Hicimos estas preguntas el pasado domingo: ¿Cuáles fueron los errores y los aciertos de Marx que llevaron a tal situación? ¿en qué se equivocó y en qué atinó su Manifiesto comunista?
Contestada la primera parte, la de sus errores,
vamos a analizar los principales puntos en que sus ideas o predicciones han resultado una aportación social que debemos tener en cuenta.
Quizá el planteamiento de la lucha de clases entre esas dos entidades sociales tan polarizadas, proletarios y capitalistas, que hizo Marx en su momento, pueda resultar hoy excesivamente simplista. No obstante,
es indudable que el panorama global actual continúa siendo, a pesar de las ventajas que pueda tener la mundialización, el de una minoría rica y dominante (Primer Mundo) y el de una gran mayoría pobre, oprimida por el peso del hambre, la miseria y la deuda externa (Tercer y Cuarto Mundo).
Marx se equivocó en muchas cosas, como vimos la pasada semana, pero
algunas de las injusticias sociales que denunció continúan afectando negativamente al mundo del siglo XXI.
Asuntos como
la concentración del poder económico sin control democrático; la desaparición de los valores humanos como consecuencia del aumento del espíritu de lucro; la deshumanización del trabajo que persiste provocando frustración, impotencia y resignación; la crisis de insatisfacción humana o el sinsentido de la vida que genera la propia civilización capitalista, así como la contradicción entre el desarrollo tecnológico y la protección del ser humano y de la naturaleza, siguen siendo asignaturas pendientes para este tercer milenio.
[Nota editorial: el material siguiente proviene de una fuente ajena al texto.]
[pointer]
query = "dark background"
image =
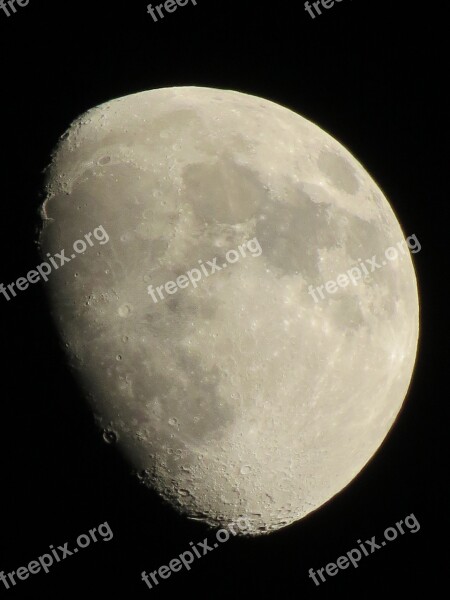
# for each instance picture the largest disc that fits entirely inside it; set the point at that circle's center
(370, 74)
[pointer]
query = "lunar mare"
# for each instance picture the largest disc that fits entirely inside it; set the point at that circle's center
(241, 397)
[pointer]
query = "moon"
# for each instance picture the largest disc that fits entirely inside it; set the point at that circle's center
(241, 395)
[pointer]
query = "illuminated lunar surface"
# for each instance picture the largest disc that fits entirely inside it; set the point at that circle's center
(242, 396)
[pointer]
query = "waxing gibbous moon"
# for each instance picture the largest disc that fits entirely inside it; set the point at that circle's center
(242, 395)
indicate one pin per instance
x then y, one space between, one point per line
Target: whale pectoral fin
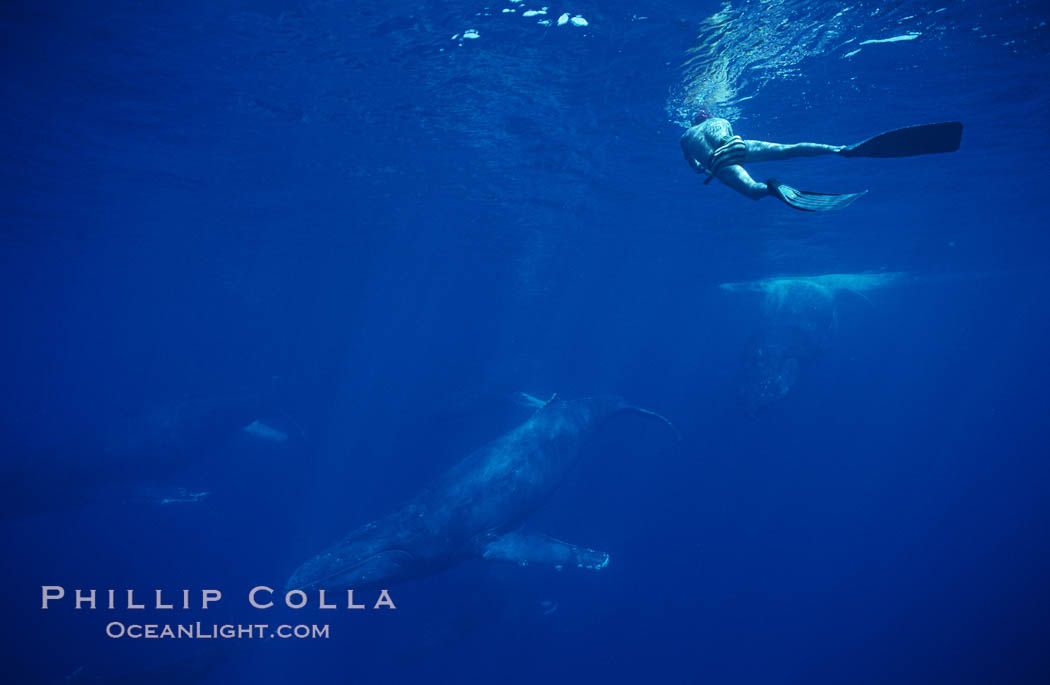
523 549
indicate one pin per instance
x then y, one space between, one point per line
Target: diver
711 147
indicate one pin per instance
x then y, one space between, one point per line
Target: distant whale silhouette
133 459
799 318
476 509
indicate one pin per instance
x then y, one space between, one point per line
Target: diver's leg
762 151
737 178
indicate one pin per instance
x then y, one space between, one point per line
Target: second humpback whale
476 509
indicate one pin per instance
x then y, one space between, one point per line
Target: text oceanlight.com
260 598
197 630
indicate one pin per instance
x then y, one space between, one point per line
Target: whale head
378 554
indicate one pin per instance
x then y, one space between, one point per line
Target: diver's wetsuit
711 147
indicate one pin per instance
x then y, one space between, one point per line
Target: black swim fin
807 201
927 139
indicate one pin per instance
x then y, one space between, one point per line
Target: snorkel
701 116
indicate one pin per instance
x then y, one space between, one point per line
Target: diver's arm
689 156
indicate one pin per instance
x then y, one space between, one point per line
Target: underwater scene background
270 267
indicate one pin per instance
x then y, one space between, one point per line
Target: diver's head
701 116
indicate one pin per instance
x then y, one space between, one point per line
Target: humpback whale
135 458
799 318
475 511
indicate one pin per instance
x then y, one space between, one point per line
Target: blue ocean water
369 225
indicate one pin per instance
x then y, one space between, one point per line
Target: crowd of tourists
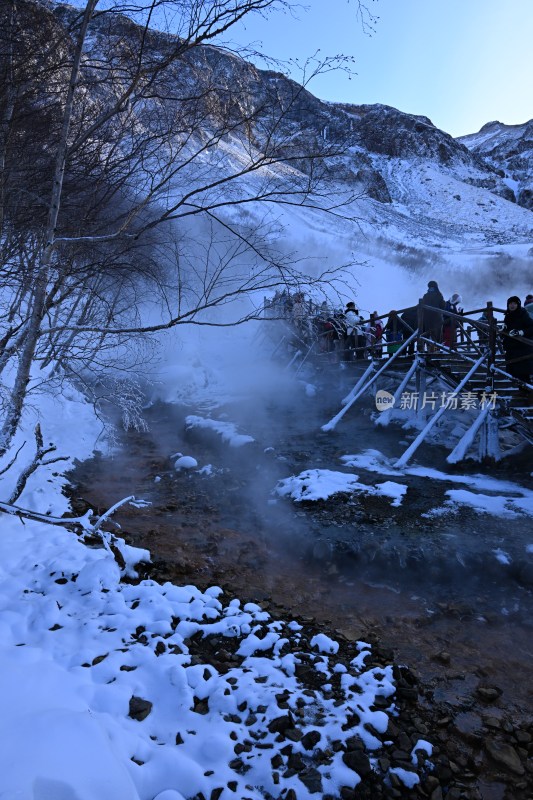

Una vez caído el muro de Berlín y demolido el sistema de la antigua URSS, el fantasma del comunismo se ha desvanecido casi por completo (aunque no conviene olvidar a China). Tal es así que
en el momento actual parece ilusorio e incluso anacrónico intentar vincular la idea de democracia con un sistema económico diferente al capitalista. Probablemente en esta aldea global la batalla del socialismo revolucionario, al estilo de las consignas propuestas en el Manifiesto por Marx y Engels, esté del todo perdida.
Sin embargo, esto no quiere decir que los focos de conflictividad y de insatisfacción social se hayan erradicado por completo o que nunca más vaya a haber rebelión contra la injusticia económica. Ningún sociólogo es capaz de prever con suficiente garantía lo que puede deparar el futuro en este sentido.
Pero lo que resulta evidente es que la férrea lógica de
cargar sobre las espaldas de los más débiles la parte más pesada del proceso globalizador es algo inhumano que no puede mantenerse indefinidamente.
Hay que dar una solución planetaria a la contradicción entre esta lógica del mercado y esa otra lógica de la fraternidad humana.
No es posible aceptar impasibles la teoría de que el mundo progresa bien porque la economía del Norte crece sin parar, cuando se está prescindiendo conscientemente de millones de seres humanos del Sur, simplemente porque no son rentables desde el punto de vista económico.
¿Qué responsabilidad tienen las iglesias cristianas en esta situación mundial? Es posible que las inquietudes éticas que tuvo Marx en su tiempo y todas sus propuestas revolucionarias no se hubieran producido si el cristianismo del momento hubiera sabido poner en práctica la solidaridad y la justicia social que pregona el Evangelio.
El reto para los cristianos del siglo XXI será, por tanto, exigir a todos los gobernantes del mundo que acierten a regular la economía internacional para terminar cuanto antes con la pobreza de la mayor parte de la humanidad y para poner fin a la explotación del hombre por el hombre.